You are viewing a plain text version of this content. The canonical link for it is here.

Posted to dev@spark.apache.org by Reynold Xin <rx...@databricks.com> on 2015/06/01 06:57:01 UTC

Re: Why is RDD to PairRDDFunctions only via implicits?

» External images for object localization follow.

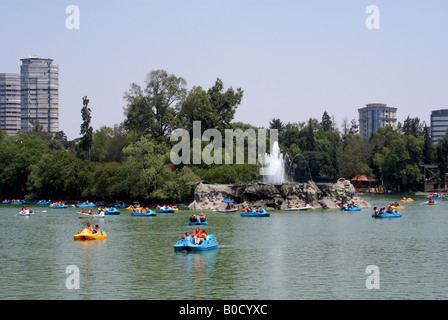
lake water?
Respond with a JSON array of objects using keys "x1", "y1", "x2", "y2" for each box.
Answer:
[{"x1": 1, "y1": 195, "x2": 447, "y2": 300}]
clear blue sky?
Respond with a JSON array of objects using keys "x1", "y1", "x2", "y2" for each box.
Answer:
[{"x1": 1, "y1": 0, "x2": 447, "y2": 139}]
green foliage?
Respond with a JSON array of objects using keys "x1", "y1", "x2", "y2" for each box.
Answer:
[{"x1": 0, "y1": 71, "x2": 440, "y2": 201}]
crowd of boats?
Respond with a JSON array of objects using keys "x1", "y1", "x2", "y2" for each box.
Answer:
[{"x1": 5, "y1": 192, "x2": 445, "y2": 250}]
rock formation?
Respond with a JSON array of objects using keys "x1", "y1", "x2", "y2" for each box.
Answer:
[{"x1": 188, "y1": 180, "x2": 371, "y2": 211}]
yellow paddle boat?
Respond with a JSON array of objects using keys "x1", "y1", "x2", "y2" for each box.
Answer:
[
  {"x1": 74, "y1": 228, "x2": 107, "y2": 240},
  {"x1": 390, "y1": 205, "x2": 405, "y2": 210},
  {"x1": 400, "y1": 198, "x2": 414, "y2": 202}
]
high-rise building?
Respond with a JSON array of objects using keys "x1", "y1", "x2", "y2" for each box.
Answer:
[
  {"x1": 430, "y1": 109, "x2": 448, "y2": 145},
  {"x1": 20, "y1": 57, "x2": 59, "y2": 133},
  {"x1": 0, "y1": 73, "x2": 21, "y2": 135},
  {"x1": 358, "y1": 103, "x2": 397, "y2": 140}
]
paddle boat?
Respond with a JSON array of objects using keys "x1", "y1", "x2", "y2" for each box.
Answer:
[
  {"x1": 188, "y1": 214, "x2": 208, "y2": 226},
  {"x1": 114, "y1": 201, "x2": 127, "y2": 208},
  {"x1": 103, "y1": 207, "x2": 120, "y2": 215},
  {"x1": 73, "y1": 228, "x2": 107, "y2": 240},
  {"x1": 19, "y1": 209, "x2": 34, "y2": 216},
  {"x1": 241, "y1": 208, "x2": 270, "y2": 217},
  {"x1": 2, "y1": 199, "x2": 11, "y2": 204},
  {"x1": 76, "y1": 201, "x2": 97, "y2": 208},
  {"x1": 156, "y1": 206, "x2": 175, "y2": 213},
  {"x1": 11, "y1": 200, "x2": 26, "y2": 205},
  {"x1": 131, "y1": 209, "x2": 156, "y2": 216},
  {"x1": 28, "y1": 200, "x2": 51, "y2": 205},
  {"x1": 371, "y1": 209, "x2": 402, "y2": 219},
  {"x1": 427, "y1": 193, "x2": 442, "y2": 200},
  {"x1": 174, "y1": 235, "x2": 218, "y2": 251},
  {"x1": 216, "y1": 208, "x2": 238, "y2": 213},
  {"x1": 400, "y1": 198, "x2": 414, "y2": 202},
  {"x1": 285, "y1": 204, "x2": 313, "y2": 211},
  {"x1": 389, "y1": 203, "x2": 405, "y2": 210},
  {"x1": 49, "y1": 202, "x2": 68, "y2": 209},
  {"x1": 77, "y1": 211, "x2": 105, "y2": 218},
  {"x1": 340, "y1": 204, "x2": 362, "y2": 212},
  {"x1": 217, "y1": 199, "x2": 237, "y2": 212},
  {"x1": 424, "y1": 200, "x2": 438, "y2": 205}
]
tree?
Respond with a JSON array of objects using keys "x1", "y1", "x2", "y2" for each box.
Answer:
[
  {"x1": 269, "y1": 118, "x2": 285, "y2": 135},
  {"x1": 422, "y1": 125, "x2": 433, "y2": 164},
  {"x1": 401, "y1": 116, "x2": 423, "y2": 138},
  {"x1": 320, "y1": 111, "x2": 333, "y2": 132},
  {"x1": 436, "y1": 129, "x2": 448, "y2": 187},
  {"x1": 80, "y1": 96, "x2": 93, "y2": 160},
  {"x1": 178, "y1": 86, "x2": 217, "y2": 135},
  {"x1": 123, "y1": 70, "x2": 187, "y2": 138},
  {"x1": 349, "y1": 119, "x2": 359, "y2": 135},
  {"x1": 207, "y1": 78, "x2": 243, "y2": 132}
]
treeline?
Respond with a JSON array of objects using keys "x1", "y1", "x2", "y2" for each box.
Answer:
[
  {"x1": 0, "y1": 70, "x2": 257, "y2": 203},
  {"x1": 1, "y1": 69, "x2": 447, "y2": 203},
  {"x1": 274, "y1": 112, "x2": 448, "y2": 190}
]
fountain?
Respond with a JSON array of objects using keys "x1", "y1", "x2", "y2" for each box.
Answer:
[{"x1": 260, "y1": 141, "x2": 286, "y2": 184}]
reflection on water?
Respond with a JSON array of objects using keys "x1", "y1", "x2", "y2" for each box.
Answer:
[{"x1": 1, "y1": 196, "x2": 448, "y2": 299}]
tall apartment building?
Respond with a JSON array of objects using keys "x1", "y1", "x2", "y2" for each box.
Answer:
[
  {"x1": 430, "y1": 109, "x2": 448, "y2": 145},
  {"x1": 358, "y1": 103, "x2": 398, "y2": 140},
  {"x1": 0, "y1": 73, "x2": 21, "y2": 135},
  {"x1": 20, "y1": 57, "x2": 59, "y2": 133}
]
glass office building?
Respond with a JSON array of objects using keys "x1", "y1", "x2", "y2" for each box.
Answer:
[
  {"x1": 20, "y1": 57, "x2": 59, "y2": 133},
  {"x1": 431, "y1": 109, "x2": 448, "y2": 145},
  {"x1": 0, "y1": 73, "x2": 21, "y2": 135},
  {"x1": 358, "y1": 103, "x2": 398, "y2": 140}
]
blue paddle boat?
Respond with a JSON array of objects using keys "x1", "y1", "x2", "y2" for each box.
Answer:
[
  {"x1": 188, "y1": 214, "x2": 208, "y2": 226},
  {"x1": 372, "y1": 210, "x2": 402, "y2": 219},
  {"x1": 76, "y1": 202, "x2": 97, "y2": 208},
  {"x1": 131, "y1": 209, "x2": 156, "y2": 216},
  {"x1": 241, "y1": 208, "x2": 270, "y2": 217},
  {"x1": 340, "y1": 204, "x2": 362, "y2": 212},
  {"x1": 35, "y1": 200, "x2": 51, "y2": 205},
  {"x1": 174, "y1": 235, "x2": 218, "y2": 251},
  {"x1": 49, "y1": 203, "x2": 68, "y2": 209},
  {"x1": 103, "y1": 208, "x2": 120, "y2": 215},
  {"x1": 156, "y1": 206, "x2": 175, "y2": 213},
  {"x1": 11, "y1": 200, "x2": 26, "y2": 205}
]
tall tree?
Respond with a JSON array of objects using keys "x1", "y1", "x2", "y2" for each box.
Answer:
[
  {"x1": 401, "y1": 116, "x2": 423, "y2": 138},
  {"x1": 123, "y1": 70, "x2": 187, "y2": 138},
  {"x1": 422, "y1": 125, "x2": 433, "y2": 164},
  {"x1": 80, "y1": 96, "x2": 93, "y2": 160},
  {"x1": 320, "y1": 111, "x2": 333, "y2": 132},
  {"x1": 206, "y1": 78, "x2": 243, "y2": 131},
  {"x1": 436, "y1": 129, "x2": 448, "y2": 187},
  {"x1": 269, "y1": 118, "x2": 285, "y2": 135}
]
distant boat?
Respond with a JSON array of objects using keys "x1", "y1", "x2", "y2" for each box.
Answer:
[{"x1": 217, "y1": 199, "x2": 237, "y2": 212}]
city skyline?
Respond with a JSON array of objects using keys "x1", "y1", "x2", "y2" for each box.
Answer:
[{"x1": 0, "y1": 1, "x2": 447, "y2": 139}]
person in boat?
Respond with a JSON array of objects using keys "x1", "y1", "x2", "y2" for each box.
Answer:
[
  {"x1": 295, "y1": 203, "x2": 299, "y2": 208},
  {"x1": 85, "y1": 222, "x2": 92, "y2": 231},
  {"x1": 183, "y1": 232, "x2": 190, "y2": 239},
  {"x1": 226, "y1": 204, "x2": 231, "y2": 210},
  {"x1": 429, "y1": 198, "x2": 435, "y2": 204},
  {"x1": 92, "y1": 224, "x2": 103, "y2": 235},
  {"x1": 194, "y1": 229, "x2": 208, "y2": 245},
  {"x1": 199, "y1": 213, "x2": 206, "y2": 221},
  {"x1": 81, "y1": 208, "x2": 85, "y2": 214},
  {"x1": 373, "y1": 207, "x2": 379, "y2": 215},
  {"x1": 190, "y1": 215, "x2": 198, "y2": 222},
  {"x1": 192, "y1": 227, "x2": 201, "y2": 237}
]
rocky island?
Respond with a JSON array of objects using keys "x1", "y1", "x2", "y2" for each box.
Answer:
[{"x1": 188, "y1": 180, "x2": 371, "y2": 211}]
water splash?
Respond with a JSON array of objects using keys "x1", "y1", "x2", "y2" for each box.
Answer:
[{"x1": 260, "y1": 141, "x2": 286, "y2": 184}]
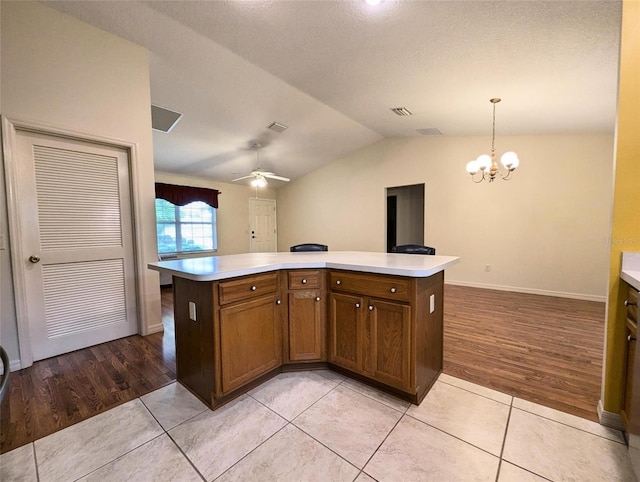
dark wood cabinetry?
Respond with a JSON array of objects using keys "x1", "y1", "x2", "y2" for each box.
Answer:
[
  {"x1": 622, "y1": 285, "x2": 639, "y2": 430},
  {"x1": 328, "y1": 269, "x2": 442, "y2": 403},
  {"x1": 172, "y1": 266, "x2": 445, "y2": 409}
]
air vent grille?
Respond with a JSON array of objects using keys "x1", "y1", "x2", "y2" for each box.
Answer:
[
  {"x1": 416, "y1": 128, "x2": 443, "y2": 136},
  {"x1": 391, "y1": 107, "x2": 413, "y2": 116},
  {"x1": 151, "y1": 105, "x2": 183, "y2": 133},
  {"x1": 267, "y1": 122, "x2": 288, "y2": 133}
]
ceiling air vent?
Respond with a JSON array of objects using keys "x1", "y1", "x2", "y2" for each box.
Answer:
[
  {"x1": 267, "y1": 121, "x2": 288, "y2": 133},
  {"x1": 151, "y1": 104, "x2": 183, "y2": 133},
  {"x1": 416, "y1": 128, "x2": 443, "y2": 136},
  {"x1": 391, "y1": 107, "x2": 413, "y2": 116}
]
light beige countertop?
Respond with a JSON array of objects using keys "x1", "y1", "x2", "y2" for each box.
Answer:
[
  {"x1": 621, "y1": 252, "x2": 640, "y2": 291},
  {"x1": 148, "y1": 251, "x2": 460, "y2": 282}
]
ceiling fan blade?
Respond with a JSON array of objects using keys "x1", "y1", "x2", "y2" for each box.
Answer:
[
  {"x1": 263, "y1": 173, "x2": 290, "y2": 182},
  {"x1": 231, "y1": 175, "x2": 253, "y2": 182}
]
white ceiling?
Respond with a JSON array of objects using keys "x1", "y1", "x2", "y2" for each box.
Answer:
[{"x1": 44, "y1": 0, "x2": 622, "y2": 185}]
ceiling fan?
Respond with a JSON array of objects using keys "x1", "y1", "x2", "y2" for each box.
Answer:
[{"x1": 231, "y1": 143, "x2": 290, "y2": 187}]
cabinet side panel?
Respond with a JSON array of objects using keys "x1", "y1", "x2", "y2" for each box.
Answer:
[
  {"x1": 416, "y1": 271, "x2": 444, "y2": 401},
  {"x1": 173, "y1": 277, "x2": 215, "y2": 406}
]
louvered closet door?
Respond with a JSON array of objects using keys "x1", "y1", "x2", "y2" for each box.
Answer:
[{"x1": 16, "y1": 131, "x2": 137, "y2": 361}]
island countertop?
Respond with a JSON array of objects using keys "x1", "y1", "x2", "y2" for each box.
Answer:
[{"x1": 148, "y1": 251, "x2": 460, "y2": 282}]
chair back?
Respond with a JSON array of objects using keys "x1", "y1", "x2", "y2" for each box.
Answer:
[
  {"x1": 290, "y1": 243, "x2": 328, "y2": 252},
  {"x1": 392, "y1": 244, "x2": 436, "y2": 255}
]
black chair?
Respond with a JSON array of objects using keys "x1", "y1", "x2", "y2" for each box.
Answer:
[
  {"x1": 290, "y1": 243, "x2": 328, "y2": 252},
  {"x1": 392, "y1": 244, "x2": 436, "y2": 255}
]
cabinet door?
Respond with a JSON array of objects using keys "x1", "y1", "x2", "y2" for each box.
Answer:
[
  {"x1": 329, "y1": 292, "x2": 363, "y2": 372},
  {"x1": 367, "y1": 299, "x2": 412, "y2": 391},
  {"x1": 289, "y1": 290, "x2": 324, "y2": 361},
  {"x1": 220, "y1": 294, "x2": 282, "y2": 394}
]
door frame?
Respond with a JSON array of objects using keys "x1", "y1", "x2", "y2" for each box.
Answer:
[{"x1": 2, "y1": 117, "x2": 150, "y2": 368}]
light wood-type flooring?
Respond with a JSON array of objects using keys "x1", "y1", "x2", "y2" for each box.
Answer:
[{"x1": 0, "y1": 284, "x2": 605, "y2": 454}]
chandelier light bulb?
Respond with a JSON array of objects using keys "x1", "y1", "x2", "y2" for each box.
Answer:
[
  {"x1": 476, "y1": 154, "x2": 492, "y2": 171},
  {"x1": 500, "y1": 151, "x2": 519, "y2": 170},
  {"x1": 466, "y1": 160, "x2": 479, "y2": 174}
]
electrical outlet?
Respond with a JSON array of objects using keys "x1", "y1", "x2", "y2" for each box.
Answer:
[
  {"x1": 484, "y1": 264, "x2": 491, "y2": 272},
  {"x1": 429, "y1": 294, "x2": 435, "y2": 313},
  {"x1": 189, "y1": 301, "x2": 197, "y2": 321}
]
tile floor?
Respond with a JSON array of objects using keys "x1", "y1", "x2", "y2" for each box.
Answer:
[{"x1": 1, "y1": 370, "x2": 636, "y2": 481}]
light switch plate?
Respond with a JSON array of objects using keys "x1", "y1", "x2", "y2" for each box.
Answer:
[
  {"x1": 429, "y1": 294, "x2": 435, "y2": 313},
  {"x1": 189, "y1": 301, "x2": 197, "y2": 321}
]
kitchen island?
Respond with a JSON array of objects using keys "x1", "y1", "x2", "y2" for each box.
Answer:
[{"x1": 149, "y1": 251, "x2": 459, "y2": 409}]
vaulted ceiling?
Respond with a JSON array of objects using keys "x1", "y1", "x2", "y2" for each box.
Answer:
[{"x1": 44, "y1": 0, "x2": 622, "y2": 185}]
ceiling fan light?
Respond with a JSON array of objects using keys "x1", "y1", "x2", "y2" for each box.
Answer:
[
  {"x1": 251, "y1": 176, "x2": 267, "y2": 188},
  {"x1": 501, "y1": 151, "x2": 519, "y2": 169}
]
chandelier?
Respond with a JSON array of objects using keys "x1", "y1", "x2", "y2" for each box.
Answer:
[{"x1": 465, "y1": 98, "x2": 519, "y2": 183}]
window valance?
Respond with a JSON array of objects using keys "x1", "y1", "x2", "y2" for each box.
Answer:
[{"x1": 155, "y1": 182, "x2": 220, "y2": 209}]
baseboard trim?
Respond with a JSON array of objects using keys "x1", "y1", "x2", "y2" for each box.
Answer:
[
  {"x1": 146, "y1": 323, "x2": 164, "y2": 335},
  {"x1": 598, "y1": 399, "x2": 625, "y2": 431},
  {"x1": 445, "y1": 280, "x2": 606, "y2": 303}
]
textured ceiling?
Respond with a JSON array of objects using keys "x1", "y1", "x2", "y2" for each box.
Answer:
[{"x1": 43, "y1": 0, "x2": 622, "y2": 184}]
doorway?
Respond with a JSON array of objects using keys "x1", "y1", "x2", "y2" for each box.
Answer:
[
  {"x1": 249, "y1": 198, "x2": 277, "y2": 252},
  {"x1": 386, "y1": 184, "x2": 425, "y2": 252}
]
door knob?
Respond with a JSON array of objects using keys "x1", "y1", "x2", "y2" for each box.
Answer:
[{"x1": 29, "y1": 255, "x2": 41, "y2": 264}]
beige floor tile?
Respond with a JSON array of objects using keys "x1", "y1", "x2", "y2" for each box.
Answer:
[
  {"x1": 497, "y1": 461, "x2": 547, "y2": 481},
  {"x1": 293, "y1": 384, "x2": 402, "y2": 468},
  {"x1": 78, "y1": 434, "x2": 201, "y2": 481},
  {"x1": 248, "y1": 371, "x2": 338, "y2": 420},
  {"x1": 216, "y1": 424, "x2": 358, "y2": 481},
  {"x1": 169, "y1": 394, "x2": 286, "y2": 481},
  {"x1": 503, "y1": 408, "x2": 635, "y2": 481},
  {"x1": 439, "y1": 373, "x2": 513, "y2": 405},
  {"x1": 364, "y1": 415, "x2": 499, "y2": 482},
  {"x1": 140, "y1": 381, "x2": 208, "y2": 430},
  {"x1": 341, "y1": 378, "x2": 410, "y2": 413},
  {"x1": 513, "y1": 397, "x2": 624, "y2": 443},
  {"x1": 34, "y1": 399, "x2": 163, "y2": 482},
  {"x1": 0, "y1": 443, "x2": 37, "y2": 481},
  {"x1": 406, "y1": 380, "x2": 510, "y2": 455}
]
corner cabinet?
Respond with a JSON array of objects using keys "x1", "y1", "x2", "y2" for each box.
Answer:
[
  {"x1": 328, "y1": 269, "x2": 443, "y2": 403},
  {"x1": 622, "y1": 284, "x2": 639, "y2": 430}
]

dropping user list, adding dev.


Thanks, Justin, for the poc. This is a good idea to explore, especially for
Spark 2.0.


On Fri, May 22, 2015 at 12:08 PM, Justin Pihony <ju...@gmail.com>
wrote:

> The (crude) proof of concept seems to work:
>
> class RDD[V](value: List[V]){
>   def doStuff = println("I'm doing stuff")
> }
>
> object RDD{
>   implicit def toPair[V](x:RDD[V]) = new PairRDD(List((1,2)))
> }
>
> class PairRDD[K,V](value: List[(K,V)]) extends RDD (value){
>   def doPairs = println("I'm using pairs")
> }
>
> class Context{
>   def parallelize[K,V](x: List[(K,V)]) = new PairRDD(x)
>   def parallelize[V](x: List[V]) = new RDD(x)
> }
>
> On Fri, May 22, 2015 at 2:44 PM, Reynold Xin <rx...@databricks.com> wrote:
>
>> I'm not sure if it is possible to overload the map function twice, once
>> for just KV pairs, and another for K and V separately.
>>
>>
>> On Fri, May 22, 2015 at 10:26 AM, Justin Pihony <ju...@gmail.com>
>> wrote:
>>
>>> This ticket <https://issues.apache.org/jira/browse/SPARK-4397> improved
>>> the RDD API, but it could be even more discoverable if made available via
>>> the API directly. I assume this was originally an omission that now needs
>>> to be kept for backwards compatibility, but would any of the repo owners be
>>> open to making this more discoverable to the point of API docs and tab
>>> completion (while keeping both binary and source compatibility)?
>>>
>>>
>>>     class PairRDD extends RDD{
>>>       ....pair methods
>>>     }
>>>
>>>     RDD{
>>>       def map[K: ClassTag, V: ClassTag](f: T => (K,V)):PairRDD[K,V]
>>>     }
>>>
>>> As long as the implicits remain, then compatibility remains, but now it
>>> is explicit in the docs on how to get a PairRDD and in tab completion.
>>>
>>> Thoughts?
>>>
>>> Justin Pihony
>>>
>>
>>
>